A native of Iran who had lived in London for years, Ms. Zaghari-Ratcliffe was detained at a Tehran airport in 2016 while trying to return to Britain with the couple’s young daughter after visiting family. In January, Ms. Zaghari-Ratcliffe was briefly transferred to a psychiatric hospital unit, prompting fear for her well-being.
“The great strain is on your mental health,” Mr. Ratcliffe said about his wife’s condition. “The system is remarkable at putting people under pressure.”
Ms. Zaghari-Ratcliffe’s case has pitted Britain against Iran in a yearslong diplomatic dispute, and her detention has epitomized the ordeal faced by several dual citizens who have been sentenced in Iran on conspiracy or national security charges in recent years.
Richard Ratcliffe, the husband of Ms. Zaghari-Ratcliffe, with their daughter, Gabriella, after meeting Prime Minister Boris Johnson in London in January. Credit...Toby Melville/Reuters
Western governments and human rights organizations have long denounced the detentions as a strategy by the Iranian authorities to use dual citizens as a leverage in the repatriation of Iranian prisoners in other countries.
“She’s now a ‘potential good news’ bargaining chip instead of a ‘possibly bad news’ bargaining chip,” Mr. Ratcliffe said of his wife.

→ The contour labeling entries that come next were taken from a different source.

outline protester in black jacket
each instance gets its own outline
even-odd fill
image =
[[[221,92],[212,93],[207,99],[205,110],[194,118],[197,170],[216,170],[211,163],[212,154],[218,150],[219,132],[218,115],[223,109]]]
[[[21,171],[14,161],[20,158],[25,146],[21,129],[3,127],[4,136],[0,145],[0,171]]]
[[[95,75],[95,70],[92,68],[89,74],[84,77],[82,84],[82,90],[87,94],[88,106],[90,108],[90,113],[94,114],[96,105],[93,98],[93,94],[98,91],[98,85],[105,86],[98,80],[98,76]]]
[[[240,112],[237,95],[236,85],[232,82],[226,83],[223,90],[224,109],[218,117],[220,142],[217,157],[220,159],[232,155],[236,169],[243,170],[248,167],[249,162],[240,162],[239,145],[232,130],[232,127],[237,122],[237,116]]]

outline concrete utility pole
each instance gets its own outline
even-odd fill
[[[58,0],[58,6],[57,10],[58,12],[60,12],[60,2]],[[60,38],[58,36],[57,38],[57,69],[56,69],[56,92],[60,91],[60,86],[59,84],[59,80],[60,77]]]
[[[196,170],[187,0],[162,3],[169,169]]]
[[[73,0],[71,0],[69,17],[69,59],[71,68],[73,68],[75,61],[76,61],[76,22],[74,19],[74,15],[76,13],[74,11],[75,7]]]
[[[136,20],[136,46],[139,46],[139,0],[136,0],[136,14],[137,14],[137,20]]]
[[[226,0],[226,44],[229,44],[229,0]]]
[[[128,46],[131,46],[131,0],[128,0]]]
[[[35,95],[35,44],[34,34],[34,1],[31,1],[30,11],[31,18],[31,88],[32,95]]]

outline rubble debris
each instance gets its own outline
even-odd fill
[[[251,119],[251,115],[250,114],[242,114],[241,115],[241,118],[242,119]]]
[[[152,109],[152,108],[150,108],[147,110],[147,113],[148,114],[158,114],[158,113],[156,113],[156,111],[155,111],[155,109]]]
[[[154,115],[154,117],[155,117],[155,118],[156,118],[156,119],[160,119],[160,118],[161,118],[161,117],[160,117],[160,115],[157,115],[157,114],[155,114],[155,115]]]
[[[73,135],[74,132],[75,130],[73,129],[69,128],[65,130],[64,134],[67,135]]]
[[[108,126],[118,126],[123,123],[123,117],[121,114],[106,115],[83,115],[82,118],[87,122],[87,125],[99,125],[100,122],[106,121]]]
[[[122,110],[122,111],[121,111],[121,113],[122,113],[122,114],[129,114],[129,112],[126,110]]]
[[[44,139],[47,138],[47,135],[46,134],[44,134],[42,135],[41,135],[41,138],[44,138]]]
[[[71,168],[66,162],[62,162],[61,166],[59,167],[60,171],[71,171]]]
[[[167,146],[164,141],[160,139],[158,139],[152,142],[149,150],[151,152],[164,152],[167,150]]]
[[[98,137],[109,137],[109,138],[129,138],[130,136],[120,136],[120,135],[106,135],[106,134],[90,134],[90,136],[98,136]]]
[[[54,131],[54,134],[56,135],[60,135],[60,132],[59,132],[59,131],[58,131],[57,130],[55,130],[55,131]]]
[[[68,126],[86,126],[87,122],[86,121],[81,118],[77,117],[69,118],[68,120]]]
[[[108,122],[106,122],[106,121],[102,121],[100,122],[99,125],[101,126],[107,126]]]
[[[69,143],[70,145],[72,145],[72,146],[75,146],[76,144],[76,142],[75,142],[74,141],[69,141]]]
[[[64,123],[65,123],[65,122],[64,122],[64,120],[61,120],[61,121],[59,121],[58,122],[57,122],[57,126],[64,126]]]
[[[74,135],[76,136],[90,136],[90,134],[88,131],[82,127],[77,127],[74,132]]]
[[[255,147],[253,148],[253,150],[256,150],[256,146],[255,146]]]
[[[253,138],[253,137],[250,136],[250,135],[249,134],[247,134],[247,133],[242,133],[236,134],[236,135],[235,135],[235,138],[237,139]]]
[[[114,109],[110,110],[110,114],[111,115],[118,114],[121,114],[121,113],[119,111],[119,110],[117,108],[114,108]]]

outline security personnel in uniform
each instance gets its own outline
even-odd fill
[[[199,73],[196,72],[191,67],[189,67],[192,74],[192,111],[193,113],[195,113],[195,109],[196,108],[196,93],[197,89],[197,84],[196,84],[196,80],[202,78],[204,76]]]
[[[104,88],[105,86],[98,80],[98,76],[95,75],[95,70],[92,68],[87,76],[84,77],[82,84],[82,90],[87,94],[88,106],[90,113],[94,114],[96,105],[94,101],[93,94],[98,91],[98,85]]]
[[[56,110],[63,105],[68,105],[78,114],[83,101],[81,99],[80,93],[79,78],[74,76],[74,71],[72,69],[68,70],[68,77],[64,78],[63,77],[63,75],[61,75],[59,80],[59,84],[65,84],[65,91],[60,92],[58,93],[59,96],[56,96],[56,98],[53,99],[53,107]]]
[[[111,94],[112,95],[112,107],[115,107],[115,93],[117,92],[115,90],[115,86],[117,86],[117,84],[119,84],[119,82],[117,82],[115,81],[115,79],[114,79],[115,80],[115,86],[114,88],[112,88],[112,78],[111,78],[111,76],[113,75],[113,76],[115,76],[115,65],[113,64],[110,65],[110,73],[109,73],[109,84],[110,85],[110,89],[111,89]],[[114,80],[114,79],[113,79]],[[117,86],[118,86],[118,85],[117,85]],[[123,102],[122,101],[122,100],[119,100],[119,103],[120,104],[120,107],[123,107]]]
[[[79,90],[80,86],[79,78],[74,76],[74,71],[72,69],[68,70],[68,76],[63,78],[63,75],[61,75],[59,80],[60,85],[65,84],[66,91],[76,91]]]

On Saturday, a French-Iranian researcher, Fariba Adelkhah, was sentenced to six years in prison “for gathering and conspiring against Iran’s national security,” according to her lawyer, SaeidDehghan.
Ms. Adelkhah has been detained in the same prison, Evin, where Ms. Zaghari-Ratcliffe was held. Ms. Adelkhah went on a hunger strike this year, as did Ms. Zaghari-Ratcliffe and her husband last year, to demand their unconditional release.
Ms. Zaghari-Ratcliffe’s situation has shifted amid the coronavirus pandemic, Mr. Ratcliffe said, and at a time when Iran has toned down its approach toward the West after tensions escalated this year. Iranian and American officials were said to have recently discussed a possible prisoner swap between an American Navy veteran, Michael White, and an unnamed Iranian-American doctor in U.S. custody. And in March, the French researcher Roland Marchal, the partner of Ms. Adelkhah who was arrested alongside her last year, was released as part of a prisoner swap involving an Iranian engineer, Jalal Ruhollahnejad, held in France and wanted in the United States.
Still, Mr. Ratcliffe said he feared that his wife could be forced to return to prison or ordered to stay under house detention indefinitely. Her ankle bracelet prevents her from venturing farther than about 1,000 feet outside.
Ms. Zaghari-Ratcliffe will have to check every Saturday if she has to return to prison until a decision is made on clemency, Mr. Ratcliffe added.